Turkish opposition parties had called on the government to revise trade ties with Israel following violent Israeli air, naval and ground strikes in Gaza last summer.

Common exports from Turkey include iron and steel, electrical machinery, vehicles, minerals and textiles.

In addition to trade, earlier reports of Ankara's alleged role in the sale of oil from the autonomous Kurdish region in northern Iraq to Israel, bypassing the central government, led Turkish opposition parties to accuse Erdoğan of hypocrisy in his pro-Palestinian rhetoric. The two main opposition parties, the CHP and the Nationalist Movement Party (MHP), blame Erdoğan for disingenuously exploiting the Gaza conflict for domestic political gain.

Sinan Ülgen, a former Turkish diplomat who chairs the İstanbul-based Centre for Economics and Foreign Policy Studies (EDAM), spoke with Sunday's Zaman and offered another reason for the increase in trade with Israel despite diplomatic disagreements, saying that the economy has its own course and follows a different path from politics.

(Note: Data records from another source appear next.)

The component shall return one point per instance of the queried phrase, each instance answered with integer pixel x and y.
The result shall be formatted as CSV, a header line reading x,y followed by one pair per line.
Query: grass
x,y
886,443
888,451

“The Turkish economy is open to the world; therefore, goods are imported or exported according to the needs of the economy. If the state were to have a grip on the economy [as in socialist states], the opposite would be the case, as the state then determines the needs of the economy. Turkey has a liberal economy, so an increase in trade with Israel should be considered in light of these arguments,” said Ülgen.

Israeli mining firm said to have been favored over Turkish rivals

Grand Unity Party (BBP) leader Mustafa Destici recently claimed that an Israeli mining company recently obtained a license for mineral exploration in Turkey, while recalling also that the licenses of several local mining companies had been suspended for what many believe were political reasons.

One such firm, Koza Altın A.Ş., which belongs to Akın İpek, the owner of leading media outlets critical of the government, had its mining activities halted by the government in 2013 when the Ministry of Environment and Urban Planning did not renew the company's permit to extract gold at several mine sites in Central Anatolia.

Speaking to the private Bugün TV channel on Thursday, Destici said that the government acts inconsistently, having granted an Israeli firm the right to open gold mines while at the same time using harsh rhetoric against Israeli politicians over the killing of innocent Palestinians and the inhumane conditions in Gaza.

Destici also noted that during a recent meeting with farmers from Niğde province, a farmer claimed that he had met with several Israelis in Niğde who introduced themselves as employees of a company currently setting up a facility in Niğde to extract gold.